Verne nodded. “His maker should have objected, or in fact have controlled him. As a general rule, they try not to make waves, so to speak, for other beings that live in the twilight world between your civilization’s ‘reality’ and the lands of myth. And, not to sound overly egotistical, I am an extremely well-known member of that group. I would have expected his maker to be extremely concerned about annoying me by involving me in the manner Klein did. And, indeed, if I discover who was responsible for making him and leaving him uncontrolled, I will… have a talk with that person.”

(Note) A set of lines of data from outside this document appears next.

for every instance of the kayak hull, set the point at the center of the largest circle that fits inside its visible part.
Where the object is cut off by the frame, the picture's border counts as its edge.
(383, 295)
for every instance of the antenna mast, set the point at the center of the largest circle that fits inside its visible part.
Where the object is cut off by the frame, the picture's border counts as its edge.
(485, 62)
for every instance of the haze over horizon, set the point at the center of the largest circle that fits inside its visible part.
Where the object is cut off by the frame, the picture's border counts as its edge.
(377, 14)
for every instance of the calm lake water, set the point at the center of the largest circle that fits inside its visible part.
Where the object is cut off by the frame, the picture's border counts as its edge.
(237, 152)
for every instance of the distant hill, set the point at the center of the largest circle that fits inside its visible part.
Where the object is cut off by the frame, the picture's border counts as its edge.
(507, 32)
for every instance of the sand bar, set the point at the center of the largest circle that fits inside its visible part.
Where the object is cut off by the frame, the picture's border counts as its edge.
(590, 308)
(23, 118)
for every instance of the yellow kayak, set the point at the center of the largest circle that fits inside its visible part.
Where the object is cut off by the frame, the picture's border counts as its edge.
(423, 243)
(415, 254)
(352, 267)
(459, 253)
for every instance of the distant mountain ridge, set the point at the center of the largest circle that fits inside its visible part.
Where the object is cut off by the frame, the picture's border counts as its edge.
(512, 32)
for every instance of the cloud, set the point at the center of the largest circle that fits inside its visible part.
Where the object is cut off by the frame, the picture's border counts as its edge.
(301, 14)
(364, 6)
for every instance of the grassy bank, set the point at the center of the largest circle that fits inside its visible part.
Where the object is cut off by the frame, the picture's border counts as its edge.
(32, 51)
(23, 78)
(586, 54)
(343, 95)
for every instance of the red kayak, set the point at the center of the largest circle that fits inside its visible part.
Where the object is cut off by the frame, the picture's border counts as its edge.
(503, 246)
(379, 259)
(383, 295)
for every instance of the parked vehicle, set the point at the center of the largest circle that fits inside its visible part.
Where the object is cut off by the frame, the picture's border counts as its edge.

“We never did find out how or why Klein became a vampire; couldn’t this killing be due to whoever Klein’s maker was?”

Verne rubbed his chin thoughtfully. “It is possible, of course. It would eliminate that element of coincidence; if this was the case, then Klein’s behavior might even have been precisely what his maker wanted. But still… a vampire who had decided on such a bizarre and savage method of killing… I find it difficult to believe such a creature would waste so much of the essence of the living. But you said ‘a couple’ of other reasons. What was the other?”

“The murderer apparently phoned headquarters… and he gave his name as Vlad Dracul.”

I would never have believed it was possible, but the blood drained straight out of Verne’s face, leaving him literally white as paper. “Vlad Dracul… that is not possible. It must not be possible.” His voice was a whisper. I felt gooseflesh rising on my arms; Verne sounded afraid.

I didn’t even want to imagine what could scare him. “Of course it’s impossible. Vlad Tepes, the Dracula of legend, died a long, long time ago.” Another thought occurred to me. “Unless… given the initials… you were him.”

He made a cutting gesture with his hand, his ruby ring flashing like a warning. He stepped to the window; for several minutes he stared out at the moonlit landscape. “No. I was not… him. But that name has… meaning…” He paused. “I’d rather not discuss this now, Jason. I must make some inquiries.” He turned back to me. “I’m sorry to cut this short, but you’ll have to leave now.”

One look was enough to convince me not to argue. “Okay, Verne. Can you just tell me one thing?”


“Is it another vampire? Is that what you think?”

A very faint, eerie smile crossed his face. My skin prickled anew. “A vampire? Oh, no, not a vampire.”

That smile stayed with me all the way home.